Judging from some of the responses to Donnie’s letter, the Mayor is not the only one with a blind-spot when it comes to small and varied locally-based initiatives. Many still buy into the false choice between rescue from government and rescue from big industry. Curiously, this dual rescue package is seen as the only hope by both doom and gloom pessimists and “turned the corner” optimists alike. But both offer false hope.

We need evidence-based analysis from our best and brightest, which our Mayor is. But it must be combined with innovative and practical solutions, which the equalization legal battle is not.

Instead we need our leaders to be inspired by a constructive alternative vision, like the kind Fr Jimmy Tompkins and Fr Moses Coady sought to establish during the Antigonish Movement. Leadership is tricky now just as it was then. What does it mean in a 21st-century hyperconnected world, and in a collaborative setting like the one alluded to above? And how can it help people in Cape Breton achieve Coady’s vision of becoming, as he titled his book, ‘Masters of Their Own Destiny’?

Whatever shape it takes, collaborative community-based leadership requires of us that we educate ourselves and organize ourselves. A well known example of the Antigonish Movement’s effort to educate and organize was the People’s School, established in 1921 at St Francis Xavier University.
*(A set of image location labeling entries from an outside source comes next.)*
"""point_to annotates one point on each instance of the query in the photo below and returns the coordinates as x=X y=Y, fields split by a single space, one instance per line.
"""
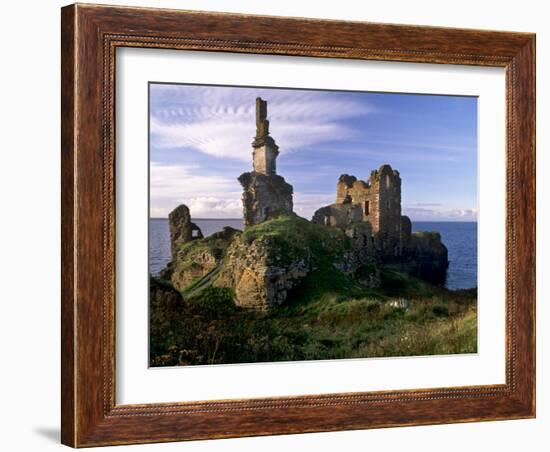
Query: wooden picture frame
x=90 y=36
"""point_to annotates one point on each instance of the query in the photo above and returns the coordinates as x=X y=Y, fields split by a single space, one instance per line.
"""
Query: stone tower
x=266 y=195
x=376 y=201
x=265 y=151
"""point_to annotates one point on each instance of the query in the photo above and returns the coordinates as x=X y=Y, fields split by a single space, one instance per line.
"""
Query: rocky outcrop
x=264 y=197
x=198 y=259
x=425 y=256
x=182 y=229
x=259 y=278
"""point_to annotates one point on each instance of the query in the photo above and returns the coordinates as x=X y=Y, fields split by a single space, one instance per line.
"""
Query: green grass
x=328 y=318
x=330 y=315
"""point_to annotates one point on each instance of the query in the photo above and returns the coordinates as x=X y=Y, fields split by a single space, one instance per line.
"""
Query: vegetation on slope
x=330 y=316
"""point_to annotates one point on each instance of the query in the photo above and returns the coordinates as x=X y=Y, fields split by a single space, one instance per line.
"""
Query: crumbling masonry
x=376 y=201
x=265 y=194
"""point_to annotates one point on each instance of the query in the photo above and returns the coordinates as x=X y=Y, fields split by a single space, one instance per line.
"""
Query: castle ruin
x=376 y=201
x=265 y=193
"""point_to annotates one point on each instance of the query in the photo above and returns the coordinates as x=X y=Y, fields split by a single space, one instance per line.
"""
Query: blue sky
x=200 y=142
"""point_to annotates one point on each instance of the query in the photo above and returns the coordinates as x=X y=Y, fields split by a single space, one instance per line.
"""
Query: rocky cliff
x=263 y=264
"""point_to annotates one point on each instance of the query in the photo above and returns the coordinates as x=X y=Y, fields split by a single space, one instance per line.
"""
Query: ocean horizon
x=460 y=238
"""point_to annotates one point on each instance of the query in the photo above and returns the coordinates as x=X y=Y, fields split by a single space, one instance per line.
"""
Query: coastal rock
x=264 y=197
x=425 y=256
x=198 y=261
x=268 y=260
x=260 y=280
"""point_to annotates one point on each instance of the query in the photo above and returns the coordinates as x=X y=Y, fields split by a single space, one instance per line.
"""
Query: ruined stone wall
x=264 y=197
x=264 y=160
x=182 y=229
x=377 y=202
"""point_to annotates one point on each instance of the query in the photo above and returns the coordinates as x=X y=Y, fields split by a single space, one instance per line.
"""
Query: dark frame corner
x=90 y=36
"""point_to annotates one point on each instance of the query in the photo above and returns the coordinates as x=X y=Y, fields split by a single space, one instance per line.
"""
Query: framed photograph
x=281 y=225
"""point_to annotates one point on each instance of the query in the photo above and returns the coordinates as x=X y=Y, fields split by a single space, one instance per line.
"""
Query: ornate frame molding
x=90 y=37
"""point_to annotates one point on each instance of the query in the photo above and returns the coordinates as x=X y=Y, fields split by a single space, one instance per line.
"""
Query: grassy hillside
x=329 y=316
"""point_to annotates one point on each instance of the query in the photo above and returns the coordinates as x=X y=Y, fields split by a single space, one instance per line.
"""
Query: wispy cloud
x=220 y=122
x=442 y=213
x=207 y=196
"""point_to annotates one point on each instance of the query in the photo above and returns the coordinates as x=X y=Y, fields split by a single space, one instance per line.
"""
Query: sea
x=459 y=237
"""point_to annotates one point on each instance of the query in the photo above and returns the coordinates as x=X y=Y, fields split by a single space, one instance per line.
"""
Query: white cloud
x=220 y=122
x=439 y=213
x=205 y=195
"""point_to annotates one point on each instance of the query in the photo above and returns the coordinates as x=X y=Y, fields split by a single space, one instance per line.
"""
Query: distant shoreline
x=240 y=219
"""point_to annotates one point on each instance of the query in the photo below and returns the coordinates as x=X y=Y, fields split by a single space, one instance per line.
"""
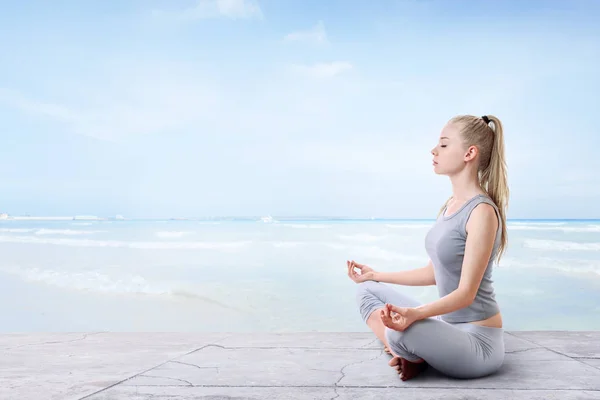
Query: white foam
x=103 y=282
x=172 y=234
x=378 y=252
x=558 y=245
x=409 y=226
x=224 y=246
x=553 y=227
x=305 y=226
x=69 y=232
x=569 y=267
x=362 y=237
x=287 y=245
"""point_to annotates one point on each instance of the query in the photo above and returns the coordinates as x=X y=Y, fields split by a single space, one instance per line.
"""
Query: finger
x=399 y=310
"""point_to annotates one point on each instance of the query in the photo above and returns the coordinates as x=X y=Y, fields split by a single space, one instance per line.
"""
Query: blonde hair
x=488 y=137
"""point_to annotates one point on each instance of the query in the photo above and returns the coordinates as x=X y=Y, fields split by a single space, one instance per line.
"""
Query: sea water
x=258 y=275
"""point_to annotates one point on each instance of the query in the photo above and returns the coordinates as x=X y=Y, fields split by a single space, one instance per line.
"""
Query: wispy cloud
x=316 y=34
x=322 y=70
x=131 y=102
x=207 y=9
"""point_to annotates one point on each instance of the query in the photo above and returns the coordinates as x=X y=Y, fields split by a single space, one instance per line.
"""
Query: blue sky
x=296 y=107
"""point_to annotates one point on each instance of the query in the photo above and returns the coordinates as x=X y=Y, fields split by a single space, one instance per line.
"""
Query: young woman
x=461 y=333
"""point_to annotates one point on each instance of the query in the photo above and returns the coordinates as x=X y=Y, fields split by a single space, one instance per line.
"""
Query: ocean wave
x=224 y=246
x=550 y=227
x=558 y=245
x=408 y=226
x=69 y=232
x=104 y=283
x=363 y=237
x=16 y=230
x=287 y=245
x=383 y=254
x=569 y=267
x=304 y=226
x=172 y=234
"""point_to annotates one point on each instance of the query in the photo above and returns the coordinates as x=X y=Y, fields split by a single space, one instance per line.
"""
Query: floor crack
x=194 y=365
x=166 y=377
x=336 y=384
x=85 y=335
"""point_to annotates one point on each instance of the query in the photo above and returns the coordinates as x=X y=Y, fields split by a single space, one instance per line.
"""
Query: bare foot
x=407 y=369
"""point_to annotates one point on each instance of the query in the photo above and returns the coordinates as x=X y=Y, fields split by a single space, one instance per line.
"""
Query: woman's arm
x=481 y=228
x=415 y=277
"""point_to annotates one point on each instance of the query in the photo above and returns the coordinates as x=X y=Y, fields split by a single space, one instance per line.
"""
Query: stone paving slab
x=71 y=366
x=102 y=366
x=572 y=344
x=311 y=393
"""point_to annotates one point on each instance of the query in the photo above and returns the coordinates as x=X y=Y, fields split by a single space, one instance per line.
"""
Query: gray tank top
x=445 y=244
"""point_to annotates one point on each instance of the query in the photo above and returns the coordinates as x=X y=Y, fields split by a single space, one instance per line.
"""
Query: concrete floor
x=118 y=366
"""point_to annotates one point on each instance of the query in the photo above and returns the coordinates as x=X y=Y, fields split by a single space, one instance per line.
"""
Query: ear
x=471 y=153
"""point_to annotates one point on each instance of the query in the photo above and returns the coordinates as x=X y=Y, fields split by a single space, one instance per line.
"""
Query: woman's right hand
x=366 y=273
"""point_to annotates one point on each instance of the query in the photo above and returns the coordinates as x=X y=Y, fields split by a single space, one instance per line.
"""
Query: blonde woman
x=460 y=334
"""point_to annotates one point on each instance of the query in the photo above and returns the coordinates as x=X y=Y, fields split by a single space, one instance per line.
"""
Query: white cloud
x=205 y=9
x=131 y=101
x=322 y=70
x=316 y=34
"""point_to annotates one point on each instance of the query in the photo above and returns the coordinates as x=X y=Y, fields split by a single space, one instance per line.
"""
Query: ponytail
x=494 y=179
x=487 y=134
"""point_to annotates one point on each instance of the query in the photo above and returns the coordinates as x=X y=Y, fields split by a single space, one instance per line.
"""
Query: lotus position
x=460 y=334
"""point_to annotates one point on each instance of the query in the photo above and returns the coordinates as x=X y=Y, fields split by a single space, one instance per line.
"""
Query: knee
x=395 y=340
x=365 y=289
x=367 y=299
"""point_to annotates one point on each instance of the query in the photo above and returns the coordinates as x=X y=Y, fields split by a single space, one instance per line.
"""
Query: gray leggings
x=459 y=350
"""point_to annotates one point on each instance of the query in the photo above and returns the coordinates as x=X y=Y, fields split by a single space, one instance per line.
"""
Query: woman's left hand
x=398 y=318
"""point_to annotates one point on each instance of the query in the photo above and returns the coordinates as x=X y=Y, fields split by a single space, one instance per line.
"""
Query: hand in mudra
x=398 y=318
x=365 y=273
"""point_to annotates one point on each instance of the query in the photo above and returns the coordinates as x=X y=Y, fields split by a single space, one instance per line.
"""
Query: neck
x=465 y=185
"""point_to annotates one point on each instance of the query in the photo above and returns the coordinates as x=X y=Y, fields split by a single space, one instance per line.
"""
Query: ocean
x=254 y=275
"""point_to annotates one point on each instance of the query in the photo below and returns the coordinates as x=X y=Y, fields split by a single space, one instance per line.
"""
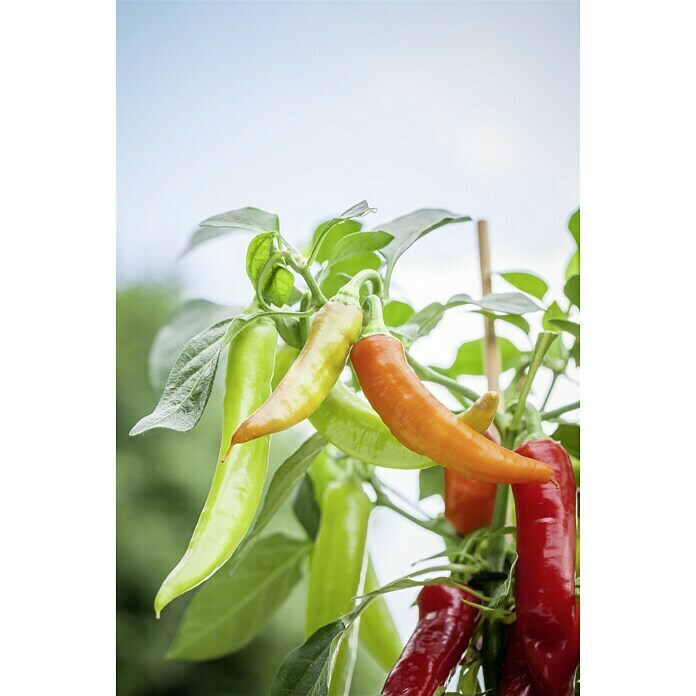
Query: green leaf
x=187 y=320
x=289 y=330
x=335 y=234
x=306 y=670
x=336 y=276
x=514 y=319
x=431 y=481
x=238 y=601
x=505 y=302
x=469 y=358
x=568 y=434
x=286 y=478
x=573 y=267
x=409 y=228
x=358 y=243
x=397 y=313
x=527 y=282
x=243 y=219
x=190 y=382
x=574 y=226
x=306 y=508
x=280 y=281
x=572 y=290
x=564 y=325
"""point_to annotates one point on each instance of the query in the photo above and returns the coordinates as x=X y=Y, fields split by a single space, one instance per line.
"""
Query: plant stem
x=546 y=415
x=551 y=386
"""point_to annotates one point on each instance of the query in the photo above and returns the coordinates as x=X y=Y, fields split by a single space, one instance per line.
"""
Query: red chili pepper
x=516 y=679
x=547 y=617
x=423 y=424
x=444 y=629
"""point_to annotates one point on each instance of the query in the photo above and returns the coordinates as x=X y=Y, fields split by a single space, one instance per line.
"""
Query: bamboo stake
x=491 y=351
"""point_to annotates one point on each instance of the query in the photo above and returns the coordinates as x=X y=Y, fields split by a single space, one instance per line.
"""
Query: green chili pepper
x=237 y=485
x=307 y=382
x=352 y=425
x=337 y=569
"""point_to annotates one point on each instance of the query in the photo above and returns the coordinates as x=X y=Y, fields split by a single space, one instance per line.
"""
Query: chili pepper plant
x=324 y=339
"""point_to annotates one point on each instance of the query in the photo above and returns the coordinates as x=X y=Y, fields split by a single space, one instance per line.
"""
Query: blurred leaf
x=397 y=313
x=527 y=282
x=469 y=358
x=243 y=219
x=236 y=603
x=306 y=508
x=286 y=478
x=358 y=243
x=564 y=325
x=554 y=311
x=431 y=481
x=409 y=228
x=514 y=319
x=574 y=226
x=568 y=434
x=572 y=290
x=188 y=319
x=335 y=234
x=306 y=670
x=190 y=382
x=573 y=267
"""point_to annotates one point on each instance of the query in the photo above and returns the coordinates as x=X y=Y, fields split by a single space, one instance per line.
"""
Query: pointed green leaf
x=409 y=228
x=238 y=601
x=243 y=219
x=306 y=671
x=358 y=243
x=188 y=319
x=527 y=282
x=190 y=382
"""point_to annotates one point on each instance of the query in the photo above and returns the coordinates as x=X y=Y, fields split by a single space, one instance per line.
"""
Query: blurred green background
x=162 y=480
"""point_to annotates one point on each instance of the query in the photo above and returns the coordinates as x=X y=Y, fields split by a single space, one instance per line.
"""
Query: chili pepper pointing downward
x=421 y=422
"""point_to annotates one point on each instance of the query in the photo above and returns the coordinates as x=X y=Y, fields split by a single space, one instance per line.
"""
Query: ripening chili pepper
x=445 y=625
x=237 y=485
x=310 y=378
x=516 y=679
x=351 y=424
x=469 y=504
x=421 y=422
x=337 y=569
x=547 y=617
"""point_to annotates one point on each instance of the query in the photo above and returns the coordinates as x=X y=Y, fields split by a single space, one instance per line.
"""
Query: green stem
x=556 y=375
x=547 y=415
x=543 y=343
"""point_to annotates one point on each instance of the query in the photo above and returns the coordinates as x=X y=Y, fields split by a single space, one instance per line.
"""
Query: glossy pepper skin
x=377 y=632
x=444 y=629
x=423 y=424
x=547 y=616
x=337 y=570
x=351 y=424
x=469 y=504
x=238 y=481
x=310 y=378
x=515 y=679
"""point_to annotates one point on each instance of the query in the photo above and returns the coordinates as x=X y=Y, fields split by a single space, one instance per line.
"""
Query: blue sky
x=304 y=108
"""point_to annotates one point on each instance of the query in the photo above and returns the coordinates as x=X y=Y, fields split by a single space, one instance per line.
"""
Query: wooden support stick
x=491 y=351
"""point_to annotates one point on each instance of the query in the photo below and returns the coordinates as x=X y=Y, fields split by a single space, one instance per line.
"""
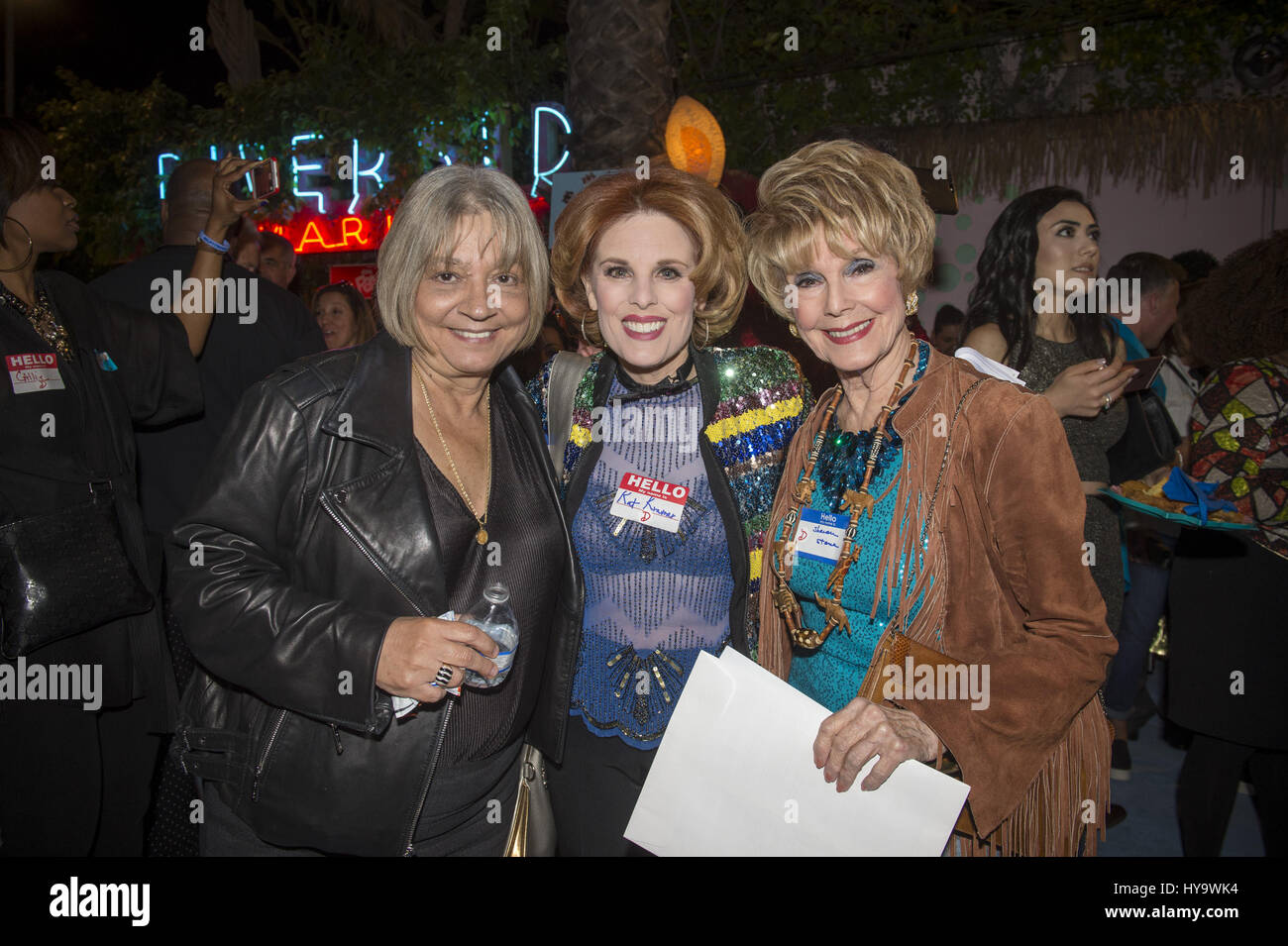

Its goals were, I believe, ones we can identify with today, almost a hundred years later:

  • to deal pragmatically and head-on with the challenges facing Cape Breton;
  • to liberate, and put to good use, the creative energies of the people; and
  • to inspire them to work together for their common good.

This is not an argument for pulling ourselves up by our bootstraps. CBRM, like every municipality in Canada, has three levels of government, all of which must work together to achieve sustainable prosperity. But an engagement with government at the local level is perhaps the best way of ensuring that the community leads in determining its future.

So roll up your sleeves. There’s a new conversation to be had.

IDEAS: Powered By Passion

I was honoured to be invited to kick off the 2011 season of IDEAS: Powered By Passion series, put on by New Dawn. Modelled as Cape Breton’s version of the TED talks, the events “aim to encourage new thinking through speech and music, by uncovering the passions of our people through the sharing of their stories.”

The series began last year and while purposely flying under the radar nonetheless attracted a sizeable and loyal following with the likes of speeches from Tom Urbaniak, Jim Mustard, Chris Milburn, Annette Wolf, Joella Foulds, Jeanette MacDonald and Gary Walsh.

Marcie MacKay led off the evening with a note-perfect presentation on the ABCS of Building Neighbourhoods, a project focused on improving developmental assets in the community; and Carolyn Lionais delivered her unique blend of hilarious sonic soul-searching.